Em Viana do Alentejo fizemos uma paragem não muito longa no
controlo, demorando apenas o tempo necessário para abastecer de líquidos e
voltar a por spray no joelho. Seguia-se uma parte onde sabia que ia sofrer,
pois ainda teríamos de subir uma serra antes de Montemor e não fazia ideia como
o joelho ia estar, no entanto ia dizendo ao SD que quando chegássemos a
Montemor o desafio estava feito. O SD argumentava que nessa altura ainda
faltariam quase 90 km, mas eu mantinha a convicção que lhe fui repetindo de vez
em quando.
O problema de termos muita informação é que às tantas
antecipamos demais as dificuldades e mesmo tendo parado em Santiago do
Escoural, para comer, beber e descansar antes da subida à serra, não consegui
transpor a subida a pedalar. Atirei-me a ela com vontade, mas à medida que foi
empinando a velocidade diminuiu e a cada pedalada sentia uma picada no joelho.
Sensivelmente a meio decidi desmontar e fazer o resto a andar (a andar o joelho
não me doía) na perspetiva de chegar a Montemor com o joelho em condições mínimas
que me permitissem garantir os 90 km quase sempre a rolar que nos faltariam. Já
em algumas subidas antes de Portel eu tinha feito pequenos troços a andar, mas
desta vez terá sido mais de um quilómetro. Julgo que o SD terá ficado
apreensivo quando parou no fim da subida e me viu aparecer a andar, mas
expliquei-lhe a opção e lembrei que quando chegássemos a Montemor estava feito.
De facto, quando avistámos o Castelo de Montemor apoderou-se
de mim uma grande alegria e o tal sentimento de que estava feito. Agora eram só
90 km e quase sempre rolantes.
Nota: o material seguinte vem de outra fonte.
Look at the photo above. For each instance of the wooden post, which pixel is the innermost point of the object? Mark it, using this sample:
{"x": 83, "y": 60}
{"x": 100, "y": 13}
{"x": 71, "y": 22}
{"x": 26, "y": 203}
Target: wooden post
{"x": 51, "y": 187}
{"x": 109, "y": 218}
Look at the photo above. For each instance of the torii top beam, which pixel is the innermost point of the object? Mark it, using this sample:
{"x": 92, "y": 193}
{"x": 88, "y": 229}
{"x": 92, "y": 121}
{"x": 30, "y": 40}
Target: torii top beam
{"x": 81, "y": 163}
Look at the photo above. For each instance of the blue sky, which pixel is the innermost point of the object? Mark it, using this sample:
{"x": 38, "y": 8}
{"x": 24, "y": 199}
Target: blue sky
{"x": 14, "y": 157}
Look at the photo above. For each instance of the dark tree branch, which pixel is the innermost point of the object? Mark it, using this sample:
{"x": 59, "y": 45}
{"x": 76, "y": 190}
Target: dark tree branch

Está bem, ainda tinha umas subidinhas até Vendas
Novas e a subida no quilómetro final, mas não era isso que nos impediria de
terminar dentro do tempo limite.
Foi por estas alturas que cada um de nós assumiu o desafio
de terminar antes da meia-noite, de tal forma que diminuímos ao mínimo as
paragens planeadas, nem sequer parando em Montemor e seguindo logo para Vendas
Novas, onde paramos apenas no LIDL para comprar líquidos e preparar o material
para a noite que se avizinhava.
Daí para a frente foi “sempre a dar” com algumas ligeiras
paragens para estender a perna e aliviar o joelho. Estava convencido que não ia
conseguir fazer a subida para o controlo final a pedalar, mas quando fiz a
curva e ela me provocou, não se ficou a rir. Força nos pedais que agora “ou
morro ou fico maluco”. Não fiquei maluco nem morri, mas acabei com o que
restava do joelho. Aparentemente teria sido uma estupidez, mas o que fez mal ao
físico fez bem ao ego. A verdade é que uma semana depois o joelho já não doía e
se fizesse aquilo a empurrar a bicicleta nunca mais me ia esquecer.
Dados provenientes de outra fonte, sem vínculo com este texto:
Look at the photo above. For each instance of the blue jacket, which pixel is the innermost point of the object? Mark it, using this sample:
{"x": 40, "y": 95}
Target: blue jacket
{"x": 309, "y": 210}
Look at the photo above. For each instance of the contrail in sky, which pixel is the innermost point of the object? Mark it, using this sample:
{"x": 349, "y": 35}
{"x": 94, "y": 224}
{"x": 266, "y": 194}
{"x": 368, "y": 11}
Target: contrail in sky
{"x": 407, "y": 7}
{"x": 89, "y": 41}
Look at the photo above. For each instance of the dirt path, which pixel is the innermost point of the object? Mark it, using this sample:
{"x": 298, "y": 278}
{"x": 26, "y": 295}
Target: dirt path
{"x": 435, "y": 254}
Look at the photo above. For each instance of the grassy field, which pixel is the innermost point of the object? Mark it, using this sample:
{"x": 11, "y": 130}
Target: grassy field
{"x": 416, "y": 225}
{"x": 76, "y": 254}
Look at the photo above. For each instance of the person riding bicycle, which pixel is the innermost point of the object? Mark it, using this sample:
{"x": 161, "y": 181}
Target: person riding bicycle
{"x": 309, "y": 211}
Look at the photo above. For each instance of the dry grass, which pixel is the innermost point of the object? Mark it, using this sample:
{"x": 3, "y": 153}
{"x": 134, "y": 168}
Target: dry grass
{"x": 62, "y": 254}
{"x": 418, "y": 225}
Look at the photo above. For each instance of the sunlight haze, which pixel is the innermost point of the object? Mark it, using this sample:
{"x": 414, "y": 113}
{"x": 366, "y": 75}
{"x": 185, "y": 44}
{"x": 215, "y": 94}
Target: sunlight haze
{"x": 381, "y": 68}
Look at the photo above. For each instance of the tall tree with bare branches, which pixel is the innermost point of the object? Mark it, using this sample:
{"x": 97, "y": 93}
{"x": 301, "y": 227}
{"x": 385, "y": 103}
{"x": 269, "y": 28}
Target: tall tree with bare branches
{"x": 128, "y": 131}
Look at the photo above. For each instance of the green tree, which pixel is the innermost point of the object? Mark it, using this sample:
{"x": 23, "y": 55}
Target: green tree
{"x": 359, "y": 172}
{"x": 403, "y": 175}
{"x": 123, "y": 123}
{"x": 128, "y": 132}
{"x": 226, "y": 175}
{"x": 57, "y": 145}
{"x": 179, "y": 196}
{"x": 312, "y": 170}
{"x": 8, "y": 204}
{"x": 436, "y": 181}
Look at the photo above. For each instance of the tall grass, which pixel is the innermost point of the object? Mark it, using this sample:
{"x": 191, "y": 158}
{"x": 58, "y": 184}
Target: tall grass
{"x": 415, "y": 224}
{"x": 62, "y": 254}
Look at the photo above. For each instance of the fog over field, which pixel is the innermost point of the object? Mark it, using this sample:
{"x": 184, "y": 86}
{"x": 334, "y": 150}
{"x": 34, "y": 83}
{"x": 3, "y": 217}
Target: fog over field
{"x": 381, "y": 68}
Foi assim que alguns minutos antes das 24:00 estávamos a
entregar os cartões de controlo com um ar estafado mas feliz.
Como calculava, este seria o brevet de 2013 onde iria tirar
mais ensinamentos. Para isso foi muito importante e não defraudou as
expectativas.
Havia a questão da noite inteira a pedalar, que me deixava
apreensivo, mas que foi bem resolvida. Só depois do almoço em Portel senti
alguma sonolência.
Havia a questão da distância, que foi ultrapassada, mas mal
resolvida por causa do joelho. Há que refletir um pouco mais sobre isto para
minimizar possibilidade de repetição.
Havia a questão das costas, das mãos e do “fundo das
costas”, que se poderiam ressentir das muitas horas em cima da bicicleta. As
costas portaram-se muito bem, sem nenhuma dor, ao que não deve ser alheio o
trabalho específico de ginásio que tenho feito. As mãos revelaram alguma
dormência e vão merecer alguma atenção na procura de material que amorteça
melhor o contacto com o guiador. O “fundo das costas” também se portou
relativamente bem, com a conjugação, selim, calções e creme a ter resultados
positivos (houve uma reposição de besuntamento cremoso cerca dos 300km).